Method Std. PSNR↑ Std. LPIPS↓ Refl. PSNR↑ Refl. LPIPS↓ Low PSNR↑ Low LPIPS↓
Instant-NGP 27.31 0.1264 24.37 0.1962 23.17 0.1642
3DGS 27.47 0.1001 24.58 0.1852 23.51 0.1613
GaussianShader 27.53 0.1109 25.41 0.1423 23.39 0.1631
2DGS 27.34 0.1095 23.19 0.2041 22.63 0.1681
Pixel-GS 27.67 0.0994 24.81 0.1541 23.54 0.1617
3DGS-MCMC 27.63 0.0986 24.92 0.1621 23.63 0.1622

Key Findings: PSNR drops by approximately 3 dB under reflective conditions and approximately 4 dB under low-light conditions, demonstrating that specular highlights and low illumination pose major challenges for 3D reconstruction.

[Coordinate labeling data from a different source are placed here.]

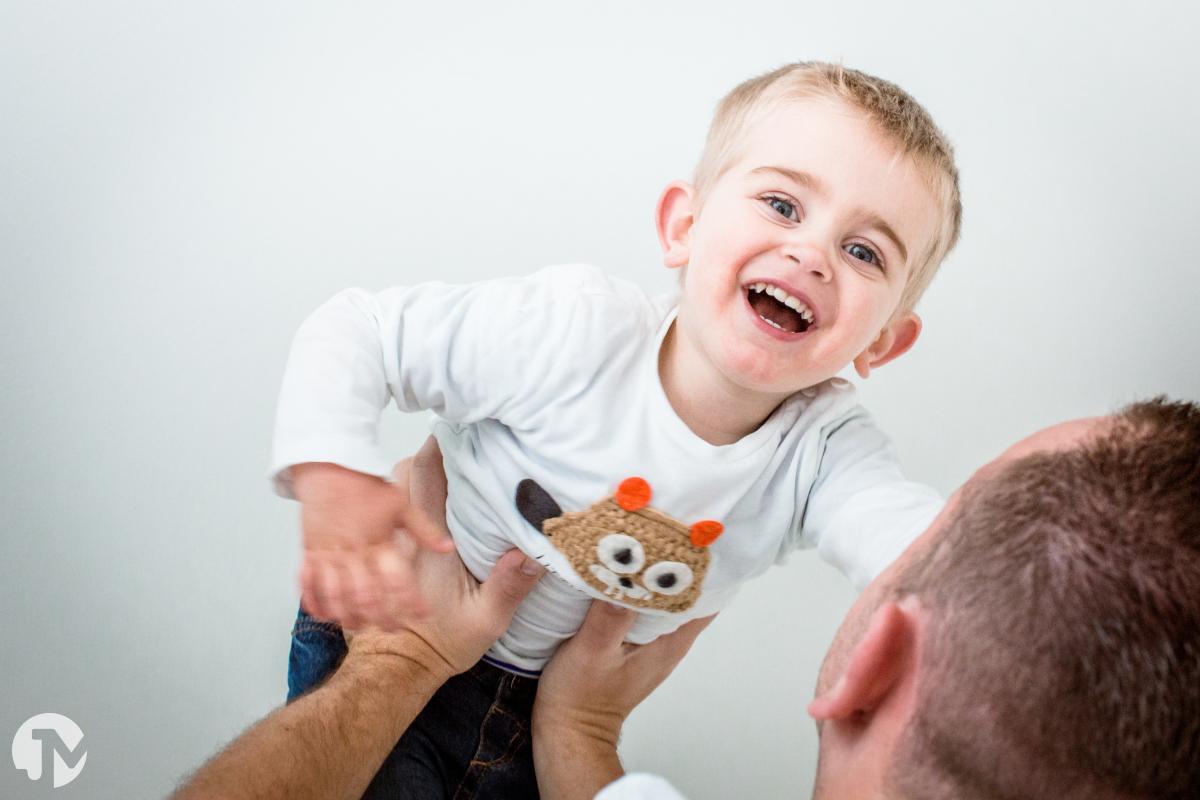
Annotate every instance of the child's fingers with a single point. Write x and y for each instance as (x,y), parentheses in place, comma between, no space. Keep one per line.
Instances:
(361,589)
(330,590)
(310,597)
(390,570)
(419,509)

GaussianShader performs best under reflective conditions (owing to its explicit reflectance modeling), yet a substantial performance gap remains across all methods.

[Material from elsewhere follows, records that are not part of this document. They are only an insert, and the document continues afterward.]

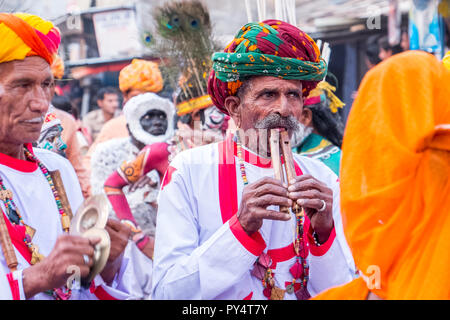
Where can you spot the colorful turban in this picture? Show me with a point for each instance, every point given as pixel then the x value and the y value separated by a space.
pixel 395 181
pixel 141 75
pixel 58 67
pixel 270 48
pixel 323 91
pixel 23 35
pixel 446 60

Downstream Task Improvements

Task Baseline +3DRealCar Gain
Dreamcraft3D CLIP-I 0.812 0.847 +0.035
Dreamcraft3D CD↓ 0.587 0.371 −0.216
Corner-case detection (5000 data) mAP 0.582 (YOLOv8x) Significant improvement

Ablation Study

  • Detection mAP improves consistently as synthetic data volume scales from 500 to 5,000 (YOLOv8x: 0.465→0.582), demonstrating the dataset's practical value.
  • Zero123-XL fine-tuned on 3DRealCar generates car textures and geometry of substantially higher realism.
  • For 2D car parsing, InternImage achieves the highest mIOU of 0.671.

Highlights & Insights

  • First large-scale real-world 3D car dataset: Bridges the gap between synthetic data and real-world scenes; the 2,500-car scale far surpasses existing real-data counterparts.
  • Lighting condition analysis as a unique contribution: Systematically identifies reflective and low-light scenarios as bottlenecks for 3D reconstruction — a factor previously overlooked in the literature.
  • Practical and accessible acquisition pipeline: High-quality scanning is achieved using only an iPhone + ARKit, without requiring specialized equipment.
  • Multi-task versatility: A single dataset supports 10+ tasks, including 3D reconstruction, NVS, 3D generation, object detection, and car part parsing.
  • Real priors for 3D generation: Fine-tuned Dreamcraft3D and Zero123-XL demonstrate substantial improvements in visual quality on real car inputs.

Limitations & Future Work

  • Only exterior viewpoints are covered; interior views are absent.
  • Depth accuracy of iPhone scanning is limited, potentially affecting point cloud quality.
  • Lighting condition labels are discrete (three categories), whereas real-world illumination varies continuously.
  • Dynamic scenarios (e.g., moving vehicles) are excluded, limiting direct applicability to autonomous driving settings.
  • Coverage is restricted to cars and does not extend to other traffic participants (pedestrians, cyclists, etc.).
  • vs. SRN-Car / Objaverse-Car: 3DRealCar consists of real scans rather than synthetic data, yielding more realistic textures and geometry; however, synthetic data remains easier to acquire and annotate.
  • vs. MVMC: 3DRealCar provides 200 densely sampled views (vs. 10), 1920×1440 resolution (vs. 600×450), and includes depth information and point clouds, making it substantially more suitable for high-quality 3D reconstruction.
  • vs. Autonomous driving datasets (KITTI / nuScenes): 3DRealCar offers complete 360-degree coverage (vs. limited viewpoints in driving datasets), making it better suited for standalone 3D car asset creation.

The "smartphone scanning + automated processing pipeline" paradigm introduced here is generalizable to other object categories. The analysis of lighting effects on reconstruction quality motivates future methods specifically designed to handle specular highlights and low-light conditions. The dataset also supports domain adaptation research (synthetic-to-real domain gap for car data).

Rating

  • Novelty: ⭐⭐⭐ The dataset contribution itself is incremental, but it fills an important gap; the lighting condition analysis adds meaningful novelty.
  • Experimental Thoroughness: ⭐⭐⭐⭐ Comprehensive benchmarking of multiple state-of-the-art methods and validation across diverse downstream tasks.
  • Writing Quality: ⭐⭐⭐⭐ Well-structured with thorough statistical analysis and clearly defined task formulations.
  • Value: ⭐⭐⭐⭐ Of practical value to both the autonomous driving and 3D vision communities; the lighting challenge analysis points to an important research direction.